Toen 3athlon eind vorig jaar een publicatie plaatste waaruit bleek dat de Nederlandse Triathlon Bond uit naam van Technisch Directeur Adrie Berk onrechtmatig A-statussen aan atleten verleende – en daarmee een stipendium ofwel een topsportinkomen – ontkende de NTB dat openlijk op eigen website en in landelijke media. In persoonlijke gesprekken met 3athlon werd dit ook ontkend en daarnaast was er een aantal – nu nog aan het NTC verbonden – atleten dat 3athlon bedreigde omtrent de publicatie van het artikel. Het onderzoeksrapport van bureau Unravelling – dat vandaag verscheen – toont echter aan dat de situatie als door 3athlon geschetst, klopt. Atleten kregen op basis van volledige willekeur A-statussen van Berk en droegen daarvoor (delen van) hun inkomen af. Algemeen Directeur Rembert Groenman en ook het bondsbestuur was op de hoogte van deze regeling.
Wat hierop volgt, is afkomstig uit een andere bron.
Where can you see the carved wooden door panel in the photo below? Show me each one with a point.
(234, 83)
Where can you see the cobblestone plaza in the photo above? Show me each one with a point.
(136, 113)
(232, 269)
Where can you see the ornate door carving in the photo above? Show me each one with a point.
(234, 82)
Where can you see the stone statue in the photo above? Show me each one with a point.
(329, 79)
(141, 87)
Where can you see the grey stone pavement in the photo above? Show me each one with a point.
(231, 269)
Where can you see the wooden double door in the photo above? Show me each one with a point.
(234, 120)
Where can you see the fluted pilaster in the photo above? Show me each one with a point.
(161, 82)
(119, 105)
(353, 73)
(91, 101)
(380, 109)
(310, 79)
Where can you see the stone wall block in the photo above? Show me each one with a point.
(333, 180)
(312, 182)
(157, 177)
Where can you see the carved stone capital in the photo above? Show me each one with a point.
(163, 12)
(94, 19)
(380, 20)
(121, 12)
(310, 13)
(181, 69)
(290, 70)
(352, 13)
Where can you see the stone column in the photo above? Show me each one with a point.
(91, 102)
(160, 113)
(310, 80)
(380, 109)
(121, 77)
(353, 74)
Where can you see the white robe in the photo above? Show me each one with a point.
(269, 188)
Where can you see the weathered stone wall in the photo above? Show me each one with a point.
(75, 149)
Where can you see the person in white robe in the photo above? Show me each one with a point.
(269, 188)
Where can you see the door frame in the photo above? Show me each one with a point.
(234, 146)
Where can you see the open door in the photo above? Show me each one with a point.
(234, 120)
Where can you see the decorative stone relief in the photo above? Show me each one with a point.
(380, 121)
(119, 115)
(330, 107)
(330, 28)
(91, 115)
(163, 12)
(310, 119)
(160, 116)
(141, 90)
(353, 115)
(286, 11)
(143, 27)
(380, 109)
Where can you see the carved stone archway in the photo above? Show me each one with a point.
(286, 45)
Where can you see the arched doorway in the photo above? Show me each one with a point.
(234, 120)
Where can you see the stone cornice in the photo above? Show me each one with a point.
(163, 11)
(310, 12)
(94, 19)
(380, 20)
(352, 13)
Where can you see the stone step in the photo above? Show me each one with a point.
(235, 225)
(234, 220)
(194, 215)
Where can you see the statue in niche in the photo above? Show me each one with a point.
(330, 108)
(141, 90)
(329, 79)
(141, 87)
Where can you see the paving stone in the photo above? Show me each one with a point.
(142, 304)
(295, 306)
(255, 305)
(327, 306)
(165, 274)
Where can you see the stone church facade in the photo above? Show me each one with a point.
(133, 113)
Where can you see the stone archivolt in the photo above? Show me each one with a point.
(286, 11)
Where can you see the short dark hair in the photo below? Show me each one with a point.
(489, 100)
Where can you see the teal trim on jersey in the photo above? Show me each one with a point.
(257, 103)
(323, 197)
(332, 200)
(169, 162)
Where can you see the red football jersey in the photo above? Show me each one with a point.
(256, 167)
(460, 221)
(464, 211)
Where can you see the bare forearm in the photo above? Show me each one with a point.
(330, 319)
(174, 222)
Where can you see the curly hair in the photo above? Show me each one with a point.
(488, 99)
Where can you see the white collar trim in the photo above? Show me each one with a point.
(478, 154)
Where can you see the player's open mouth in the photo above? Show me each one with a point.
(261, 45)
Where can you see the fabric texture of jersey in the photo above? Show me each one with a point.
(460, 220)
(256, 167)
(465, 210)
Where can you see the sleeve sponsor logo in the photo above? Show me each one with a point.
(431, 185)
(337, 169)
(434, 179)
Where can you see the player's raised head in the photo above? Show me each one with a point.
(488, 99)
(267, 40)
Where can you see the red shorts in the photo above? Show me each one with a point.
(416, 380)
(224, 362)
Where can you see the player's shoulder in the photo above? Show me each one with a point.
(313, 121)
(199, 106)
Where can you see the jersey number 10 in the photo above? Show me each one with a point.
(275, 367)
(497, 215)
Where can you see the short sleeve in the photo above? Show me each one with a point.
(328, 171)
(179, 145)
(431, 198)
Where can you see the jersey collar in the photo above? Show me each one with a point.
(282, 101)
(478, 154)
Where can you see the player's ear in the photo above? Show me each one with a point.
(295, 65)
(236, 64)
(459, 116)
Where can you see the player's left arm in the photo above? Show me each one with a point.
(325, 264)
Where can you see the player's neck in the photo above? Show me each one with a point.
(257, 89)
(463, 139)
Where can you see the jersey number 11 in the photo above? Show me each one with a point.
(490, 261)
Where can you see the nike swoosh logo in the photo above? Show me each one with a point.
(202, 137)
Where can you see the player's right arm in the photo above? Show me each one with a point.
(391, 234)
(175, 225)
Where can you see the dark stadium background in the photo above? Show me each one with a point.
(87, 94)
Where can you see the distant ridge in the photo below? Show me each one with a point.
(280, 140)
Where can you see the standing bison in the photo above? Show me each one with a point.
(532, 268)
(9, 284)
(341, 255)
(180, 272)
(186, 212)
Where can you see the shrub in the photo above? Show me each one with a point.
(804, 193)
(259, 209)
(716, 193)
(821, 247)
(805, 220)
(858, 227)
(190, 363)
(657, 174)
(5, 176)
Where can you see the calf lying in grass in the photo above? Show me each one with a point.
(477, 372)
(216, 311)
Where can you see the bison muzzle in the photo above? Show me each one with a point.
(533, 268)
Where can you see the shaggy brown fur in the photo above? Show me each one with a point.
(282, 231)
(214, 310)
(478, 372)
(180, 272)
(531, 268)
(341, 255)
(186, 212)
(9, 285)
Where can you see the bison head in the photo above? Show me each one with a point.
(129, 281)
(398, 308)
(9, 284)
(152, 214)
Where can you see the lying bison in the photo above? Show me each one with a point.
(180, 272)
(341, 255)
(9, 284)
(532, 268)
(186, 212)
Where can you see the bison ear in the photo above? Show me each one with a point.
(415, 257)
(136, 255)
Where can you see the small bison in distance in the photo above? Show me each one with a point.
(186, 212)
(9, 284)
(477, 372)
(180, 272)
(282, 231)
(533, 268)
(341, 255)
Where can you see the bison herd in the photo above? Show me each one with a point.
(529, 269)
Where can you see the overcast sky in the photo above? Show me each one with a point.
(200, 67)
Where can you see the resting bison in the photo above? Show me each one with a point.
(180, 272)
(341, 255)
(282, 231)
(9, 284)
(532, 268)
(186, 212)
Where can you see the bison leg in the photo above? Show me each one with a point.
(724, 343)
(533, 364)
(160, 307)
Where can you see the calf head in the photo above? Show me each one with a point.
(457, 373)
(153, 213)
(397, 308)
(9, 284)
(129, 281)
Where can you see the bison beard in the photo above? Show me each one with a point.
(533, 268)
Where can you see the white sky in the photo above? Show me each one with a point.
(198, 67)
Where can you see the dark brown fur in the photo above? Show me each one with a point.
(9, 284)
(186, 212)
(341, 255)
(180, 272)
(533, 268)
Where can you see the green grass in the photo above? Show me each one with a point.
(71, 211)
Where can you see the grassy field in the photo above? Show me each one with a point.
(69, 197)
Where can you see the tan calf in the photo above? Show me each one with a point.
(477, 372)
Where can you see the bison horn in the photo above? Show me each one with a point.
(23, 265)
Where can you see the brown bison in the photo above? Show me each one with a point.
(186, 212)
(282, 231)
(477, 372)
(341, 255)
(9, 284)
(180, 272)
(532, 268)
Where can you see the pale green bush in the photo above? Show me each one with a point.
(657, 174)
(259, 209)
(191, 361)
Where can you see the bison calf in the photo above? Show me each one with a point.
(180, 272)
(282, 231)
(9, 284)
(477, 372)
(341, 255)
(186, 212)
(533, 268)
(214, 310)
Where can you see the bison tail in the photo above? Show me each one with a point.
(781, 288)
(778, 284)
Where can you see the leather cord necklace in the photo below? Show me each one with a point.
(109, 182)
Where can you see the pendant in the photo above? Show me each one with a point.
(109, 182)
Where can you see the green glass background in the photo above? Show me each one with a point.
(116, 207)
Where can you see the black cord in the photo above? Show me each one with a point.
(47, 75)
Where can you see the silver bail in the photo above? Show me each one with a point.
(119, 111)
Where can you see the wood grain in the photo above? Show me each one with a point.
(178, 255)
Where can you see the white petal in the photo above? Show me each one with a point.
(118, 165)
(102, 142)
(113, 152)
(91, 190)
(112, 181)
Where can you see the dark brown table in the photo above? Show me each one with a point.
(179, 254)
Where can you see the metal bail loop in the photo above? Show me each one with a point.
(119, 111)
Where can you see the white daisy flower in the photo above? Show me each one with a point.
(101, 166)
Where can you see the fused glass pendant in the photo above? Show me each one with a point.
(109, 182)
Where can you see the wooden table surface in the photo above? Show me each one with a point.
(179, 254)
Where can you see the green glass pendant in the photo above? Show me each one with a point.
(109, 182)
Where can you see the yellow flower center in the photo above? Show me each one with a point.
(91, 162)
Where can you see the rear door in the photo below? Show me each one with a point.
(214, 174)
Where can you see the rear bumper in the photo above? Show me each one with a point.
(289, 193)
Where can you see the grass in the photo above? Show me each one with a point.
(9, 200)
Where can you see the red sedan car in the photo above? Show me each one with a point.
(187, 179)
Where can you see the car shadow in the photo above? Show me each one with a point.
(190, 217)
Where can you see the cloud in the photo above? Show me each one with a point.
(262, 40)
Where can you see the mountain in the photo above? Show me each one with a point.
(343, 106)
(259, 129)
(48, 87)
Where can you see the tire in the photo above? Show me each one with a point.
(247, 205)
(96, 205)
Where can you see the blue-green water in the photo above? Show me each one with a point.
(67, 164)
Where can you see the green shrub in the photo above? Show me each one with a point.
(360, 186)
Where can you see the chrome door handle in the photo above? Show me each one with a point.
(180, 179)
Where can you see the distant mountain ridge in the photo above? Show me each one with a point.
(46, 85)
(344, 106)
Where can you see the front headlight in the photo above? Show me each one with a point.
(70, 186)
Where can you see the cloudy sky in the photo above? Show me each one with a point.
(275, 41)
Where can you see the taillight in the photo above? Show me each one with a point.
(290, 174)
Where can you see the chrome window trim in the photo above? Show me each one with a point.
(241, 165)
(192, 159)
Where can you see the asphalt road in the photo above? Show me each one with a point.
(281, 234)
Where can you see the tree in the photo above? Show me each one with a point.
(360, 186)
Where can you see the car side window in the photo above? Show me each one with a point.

In het rapport staat het volgende:

De technisch directeur had jaarlijks twee statussen voor reserve-atleten te vergeven: één voor een mannelijke en één voor een vrouwelijke atleet. Bij de mannen was er steeds één atleet die op grond van (onduidelijke) subjectieve criteria door de technisch directeur als reserve-atleet werd voorgedragen voor een A-status. Bij de vrouwen waren er veelal twee kandidaten die goed scoorden op de subjectieve criteria. Dit maakte dat de technisch directeur voor een dilemma stond. De oplossing die hij koos, duidde hij aan als “in overleg met twee sporters het stipendium delen gedurende een jaar.” In sommige gevallen was inderdaad sprake van een situatie waarbij twee atleten ervan op de hoogte waren dat één van hen formeel de A-status zou krijgen en dat de andere atleet zou meeprofiteren van het daaraan verbonden stipendium. In meerdere gevallen was echter ook sprake van één atleet die een deel van het stipendium moest afdragen aan de NTB, waarna de NTB het geld naar eigen zeggen inzette ten goede van meerdere andere atleten. Het was de atleet met het stipendium niet altijd bekend welke andere atleten profiteerden van die afdracht en in welke mate. Dit was niet transparant en niet traceerbaar.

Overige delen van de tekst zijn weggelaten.